L'exploitation de la faille KelpDAO a pleinement révélé cette vulnérabilité. Le processus de vérification s'appuyait sur un nombre limité de sources RPC, et des attaquants en ont détourné certaines. Grâce à cette couche de données défectueuse, la blockchain a traité les transactions normalement et dépensé de véritables cryptomonnaies en échange d'un solde fictif. 

Le problème devient encore plus grave si l'on autorise les agents d'IA à agir sur la base d'une couche de données limitée et potentiellement erronée. 

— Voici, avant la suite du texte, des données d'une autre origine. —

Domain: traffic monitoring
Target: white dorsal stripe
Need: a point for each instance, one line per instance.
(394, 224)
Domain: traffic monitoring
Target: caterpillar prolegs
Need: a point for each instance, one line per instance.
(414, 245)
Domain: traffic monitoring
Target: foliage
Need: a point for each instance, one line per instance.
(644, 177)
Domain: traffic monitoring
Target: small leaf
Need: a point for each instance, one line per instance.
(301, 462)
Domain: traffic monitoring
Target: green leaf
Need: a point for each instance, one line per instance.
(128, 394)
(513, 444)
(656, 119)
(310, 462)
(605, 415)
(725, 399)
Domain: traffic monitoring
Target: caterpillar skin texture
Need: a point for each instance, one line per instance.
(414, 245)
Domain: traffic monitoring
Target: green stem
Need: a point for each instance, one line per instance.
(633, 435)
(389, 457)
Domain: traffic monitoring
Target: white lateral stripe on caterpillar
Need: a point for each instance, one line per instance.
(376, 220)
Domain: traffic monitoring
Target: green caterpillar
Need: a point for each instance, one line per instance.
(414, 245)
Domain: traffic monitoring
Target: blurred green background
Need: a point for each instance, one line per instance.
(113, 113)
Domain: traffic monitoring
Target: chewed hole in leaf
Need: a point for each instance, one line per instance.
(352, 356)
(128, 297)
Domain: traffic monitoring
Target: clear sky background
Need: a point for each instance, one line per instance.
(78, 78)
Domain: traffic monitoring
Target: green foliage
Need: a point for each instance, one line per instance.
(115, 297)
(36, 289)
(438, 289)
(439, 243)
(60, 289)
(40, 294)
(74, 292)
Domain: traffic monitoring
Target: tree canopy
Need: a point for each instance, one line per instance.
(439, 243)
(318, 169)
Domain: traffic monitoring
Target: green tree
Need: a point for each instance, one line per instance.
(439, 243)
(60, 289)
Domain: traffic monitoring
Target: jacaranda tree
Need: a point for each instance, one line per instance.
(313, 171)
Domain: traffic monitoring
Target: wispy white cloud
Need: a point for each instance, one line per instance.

Comment renforcer la sécurité du Web3 ? 

Le principal défaut de KelpDAO, du protocole Driftet d'autres piratages récents réside dans la rapidité d'exécution. La plupart des transactions étaient instantanées et finalisées dès le bloc suivant, sans délai ni vérification supplémentaire. Web3 a mis en avant sa capacité à effectuer des transactions rapides et sans autorisation, mais elle permet également aux pirates d'exécuter leurs attaques avec une grande rapidité.

« L’avenir de la sécurité du Web3 repose sur la rapidité. Nos données montrent que le piratage et le blanchiment d’argent sont rapides et peu coûteux, tandis que la réaction des équipes est lente et onéreuse », a commenté Vladyslav Syrotin, responsable des enquêtes chez Global Ledger, à Cryptopolitan.

Syrotin estime que les projets Web3 devraient réduire leur délai de détection afin de repérer les sorties de fonds inhabituelles, les baisses soudaines de liquidités ou les appels detracintelligents suspects.

Selon Syrotin, les alertes et les blocages devraient être automatisés en une seconde après une attaque, et les rapports aux victimes ainsi que l'étiquetage des données devraient être disponibles en 10 minutes. Actuellement, il faut des heures, voire des jours, pour évaluer les pertes totales et tracles groupes de portefeuilles des attaquants.

Syrotin a ajouté que même un délai plus long, avec des alertes de 30 secondes et un étiquetage en quatre heures, peut aider à prévenir environ la moitié desdentet à réduire les pertes.